Elle s'est contentée de m'écouter d'un air absent, les yeux dans le vague, un peu comme si je lui racontais une histoire qui n'était pas la sienne.

Son manque de réaction me désarme. Je m'étais attendu à sentir un poids s'envoler de mes épaules en lui livrant la vérité nue, sans enjoliver mon rôle, sans le ternir non plus. Il n'en est rien. Je reste suspendu à ses lèvres, le cœur battant, dans l'attente d'un verdict qui ne vient pas.

Je décide de lui laisser le temps dont elle a besoin pour formuler sa pensée, et cesse de la dévisager. Ce faisant, je m'aperçois que la nuit est tombée sans que j'y prête attention.

Nous ne sommes plus seuls dans le patio. De petits groupes de fumeurs savourent la quiétude de ce début de soirée à la lueur des braseros. Des relents de musique folk en provenance de l'intérieur du bar viennent se mêler aux bruissement des conversations indistinctes. Les guirlandes lumineuses entrecroisées au-dessus de nos têtes grésillent paisiblement, diffusant une douce clarté autour de nous.
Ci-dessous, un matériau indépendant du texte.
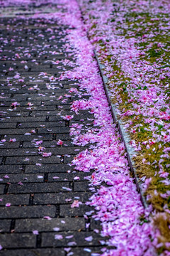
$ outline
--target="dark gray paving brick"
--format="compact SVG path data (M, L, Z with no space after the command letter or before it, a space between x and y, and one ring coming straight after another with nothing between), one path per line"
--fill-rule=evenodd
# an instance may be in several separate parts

—Tu aurais une photo de tes amis ? m'interroge Maëlle d'une voix éteinte. Ceux qui étaient dans la voiture.

Pas vraiment surpris de sa requête, je fouille dans mon téléphone et fais glisser l'appareil sur la table. Elle se penche sur l'écran, jette un furtif coup d'œil aux visages d'Andro et Brice, puis se détourne vivement.

—Je me souviens d'eux.

Ses yeux s'embuent à cet aveu et, bien qu'elle essaie de me le cacher, je devine qu'elle est sur le point de fondre en larmes.

Ma gorge se noue. Le sentiment de légèreté que je commençais à peine à ressentir s'évapore au profit d'une profonde culpabilité. À quoi bon lui faire revivre tout ça ?

Je repousse ma chaise :

—Je ne vais pas t'imposer ma présence plus longtemps.

—ATTEND !

Maëlle hurle ce mot, la voix brisée par un sanglot. Le bruit des conversations chute subitement dans le patio, et d'innombrables paires d'yeux convergent dans notre direction. Je reste focalisé sur ma naïade, accrochée des deux mains à mon poignet dans une tentative désespérée de me retenir.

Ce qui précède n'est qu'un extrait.